The mosaic, a product of the Mars Space Flight Facility in ASU's School of Earth and Space Exploration, is at: http://jmars.mars.asu.edu/maps/gale/gale.html. This page also includes a link to download a .PNG copy of the whole image. (Caution with a file size of 325 MB, downloads will be slow.)
The Gale Crater mosaic is woven together from 205 individual images, the vast majority of them THEMIS visual-wavelength images. (A few small holes were filled temporarily with images from the Context Camera (CTX) on Mars Reconnaissance Orbiter.) Such THEMIS images reveal details as small as 60 feet (18 meters) in size.

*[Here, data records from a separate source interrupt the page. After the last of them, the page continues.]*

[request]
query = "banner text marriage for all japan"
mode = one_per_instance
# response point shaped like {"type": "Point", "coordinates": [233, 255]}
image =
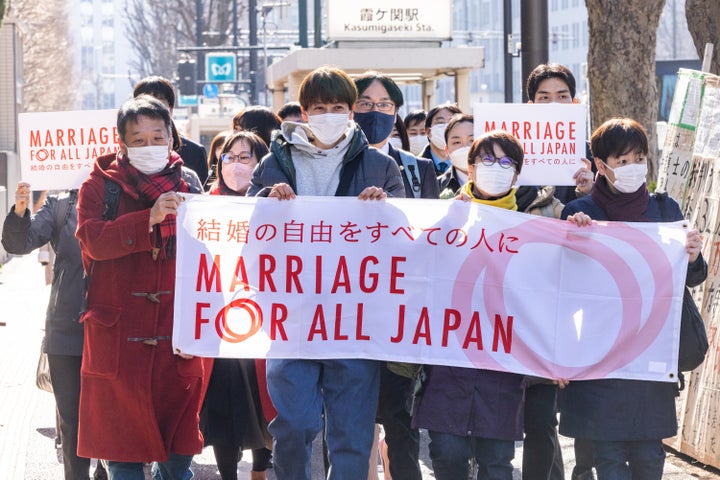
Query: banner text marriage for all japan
{"type": "Point", "coordinates": [428, 281]}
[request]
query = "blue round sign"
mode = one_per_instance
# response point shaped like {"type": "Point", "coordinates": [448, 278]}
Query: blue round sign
{"type": "Point", "coordinates": [210, 90]}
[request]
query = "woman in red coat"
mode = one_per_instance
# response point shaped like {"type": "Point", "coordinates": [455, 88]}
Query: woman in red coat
{"type": "Point", "coordinates": [237, 406]}
{"type": "Point", "coordinates": [139, 401]}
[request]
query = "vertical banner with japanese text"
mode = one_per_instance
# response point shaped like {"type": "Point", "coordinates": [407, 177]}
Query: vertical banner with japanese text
{"type": "Point", "coordinates": [693, 174]}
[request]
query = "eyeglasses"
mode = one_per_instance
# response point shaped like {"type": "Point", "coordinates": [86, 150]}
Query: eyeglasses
{"type": "Point", "coordinates": [363, 106]}
{"type": "Point", "coordinates": [240, 158]}
{"type": "Point", "coordinates": [504, 162]}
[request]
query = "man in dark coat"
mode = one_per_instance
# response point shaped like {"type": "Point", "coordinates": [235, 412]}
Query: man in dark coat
{"type": "Point", "coordinates": [327, 156]}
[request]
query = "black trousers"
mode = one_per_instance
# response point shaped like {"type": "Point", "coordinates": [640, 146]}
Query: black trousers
{"type": "Point", "coordinates": [65, 376]}
{"type": "Point", "coordinates": [542, 455]}
{"type": "Point", "coordinates": [403, 441]}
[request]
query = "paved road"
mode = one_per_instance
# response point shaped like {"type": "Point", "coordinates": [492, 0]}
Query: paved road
{"type": "Point", "coordinates": [27, 420]}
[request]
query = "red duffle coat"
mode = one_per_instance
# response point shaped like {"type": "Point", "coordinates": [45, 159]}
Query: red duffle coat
{"type": "Point", "coordinates": [138, 400]}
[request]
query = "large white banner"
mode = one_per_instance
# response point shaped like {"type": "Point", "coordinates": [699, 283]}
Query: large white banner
{"type": "Point", "coordinates": [58, 149]}
{"type": "Point", "coordinates": [428, 281]}
{"type": "Point", "coordinates": [553, 136]}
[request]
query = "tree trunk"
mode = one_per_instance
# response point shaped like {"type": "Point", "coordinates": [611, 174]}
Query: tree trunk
{"type": "Point", "coordinates": [621, 64]}
{"type": "Point", "coordinates": [703, 17]}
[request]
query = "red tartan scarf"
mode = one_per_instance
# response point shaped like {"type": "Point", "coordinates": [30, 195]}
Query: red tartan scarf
{"type": "Point", "coordinates": [149, 188]}
{"type": "Point", "coordinates": [625, 207]}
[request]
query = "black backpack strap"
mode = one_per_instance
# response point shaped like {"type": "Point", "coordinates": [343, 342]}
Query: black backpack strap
{"type": "Point", "coordinates": [65, 201]}
{"type": "Point", "coordinates": [112, 199]}
{"type": "Point", "coordinates": [661, 197]}
{"type": "Point", "coordinates": [346, 175]}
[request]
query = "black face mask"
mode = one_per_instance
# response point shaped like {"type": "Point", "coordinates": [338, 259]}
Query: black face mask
{"type": "Point", "coordinates": [377, 126]}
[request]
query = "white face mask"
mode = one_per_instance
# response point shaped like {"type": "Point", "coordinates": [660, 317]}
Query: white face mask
{"type": "Point", "coordinates": [396, 143]}
{"type": "Point", "coordinates": [437, 135]}
{"type": "Point", "coordinates": [458, 158]}
{"type": "Point", "coordinates": [417, 143]}
{"type": "Point", "coordinates": [493, 179]}
{"type": "Point", "coordinates": [328, 127]}
{"type": "Point", "coordinates": [237, 175]}
{"type": "Point", "coordinates": [149, 159]}
{"type": "Point", "coordinates": [630, 178]}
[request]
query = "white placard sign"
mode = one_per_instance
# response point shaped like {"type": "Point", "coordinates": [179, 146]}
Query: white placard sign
{"type": "Point", "coordinates": [58, 149]}
{"type": "Point", "coordinates": [553, 137]}
{"type": "Point", "coordinates": [379, 20]}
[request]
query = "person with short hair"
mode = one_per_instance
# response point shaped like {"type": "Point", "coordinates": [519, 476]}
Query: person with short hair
{"type": "Point", "coordinates": [234, 410]}
{"type": "Point", "coordinates": [459, 136]}
{"type": "Point", "coordinates": [259, 120]}
{"type": "Point", "coordinates": [415, 126]}
{"type": "Point", "coordinates": [291, 112]}
{"type": "Point", "coordinates": [327, 156]}
{"type": "Point", "coordinates": [139, 399]}
{"type": "Point", "coordinates": [470, 412]}
{"type": "Point", "coordinates": [435, 123]}
{"type": "Point", "coordinates": [542, 455]}
{"type": "Point", "coordinates": [626, 420]}
{"type": "Point", "coordinates": [193, 154]}
{"type": "Point", "coordinates": [379, 99]}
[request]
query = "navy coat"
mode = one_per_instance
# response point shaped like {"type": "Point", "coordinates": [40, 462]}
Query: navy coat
{"type": "Point", "coordinates": [624, 410]}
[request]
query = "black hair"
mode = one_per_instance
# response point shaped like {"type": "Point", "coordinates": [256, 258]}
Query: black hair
{"type": "Point", "coordinates": [142, 105]}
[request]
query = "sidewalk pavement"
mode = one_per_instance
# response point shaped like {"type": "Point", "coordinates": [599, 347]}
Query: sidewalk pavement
{"type": "Point", "coordinates": [27, 415]}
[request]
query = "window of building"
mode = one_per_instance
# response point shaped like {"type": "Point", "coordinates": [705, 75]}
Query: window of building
{"type": "Point", "coordinates": [87, 62]}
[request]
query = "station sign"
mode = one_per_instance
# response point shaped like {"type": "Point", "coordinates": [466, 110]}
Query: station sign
{"type": "Point", "coordinates": [381, 20]}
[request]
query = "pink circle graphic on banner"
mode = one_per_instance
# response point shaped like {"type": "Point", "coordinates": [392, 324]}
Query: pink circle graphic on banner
{"type": "Point", "coordinates": [632, 338]}
{"type": "Point", "coordinates": [254, 312]}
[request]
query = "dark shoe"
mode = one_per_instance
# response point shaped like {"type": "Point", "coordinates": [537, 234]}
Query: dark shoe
{"type": "Point", "coordinates": [100, 472]}
{"type": "Point", "coordinates": [582, 475]}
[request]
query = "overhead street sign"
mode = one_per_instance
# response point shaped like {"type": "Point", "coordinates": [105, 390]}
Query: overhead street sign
{"type": "Point", "coordinates": [220, 67]}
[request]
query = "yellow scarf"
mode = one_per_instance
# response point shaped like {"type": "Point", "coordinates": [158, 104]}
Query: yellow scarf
{"type": "Point", "coordinates": [507, 202]}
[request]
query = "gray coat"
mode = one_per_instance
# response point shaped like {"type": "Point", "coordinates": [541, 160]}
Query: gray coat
{"type": "Point", "coordinates": [364, 166]}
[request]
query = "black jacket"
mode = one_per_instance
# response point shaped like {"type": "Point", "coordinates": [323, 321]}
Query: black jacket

Because all the mosaic's images were taken before Curiosity landed, the rover is naturally not in the scene. In addition, although Curiosity is the largest payload ever sent to the Martian surface, the 10-foot-long rover is too small to be seen by THEMIS.
"The THEMIS images were taken throughout the whole mission," says Jonathon Hill, the Mars researcher at ASU who assembled the mosaic. "A lot of them were taken recently, after we started specifically targeting Gale when it became one of the possible landing sites. But other images go back nearly to the beginning of the mission in 2002."
In all, he says, it took about two and a half weeks to put it all together. "The thing that made it take so long was that when you blow the image up that big, or when you zoom in that much, any misalignment of the images becomes very obvious." In the end, he had to align and custom fit most of the frames manually.
While the mosaic is fun to explore, it also has a scientific use. As Hill explains, "The reason we decided to assemble such a large, comprehensive mosaic of Gale Crater was to give ourselves a better sense of the context around the landing site. This will help us to better understand what Curiosity sees and measures as it roves the surface."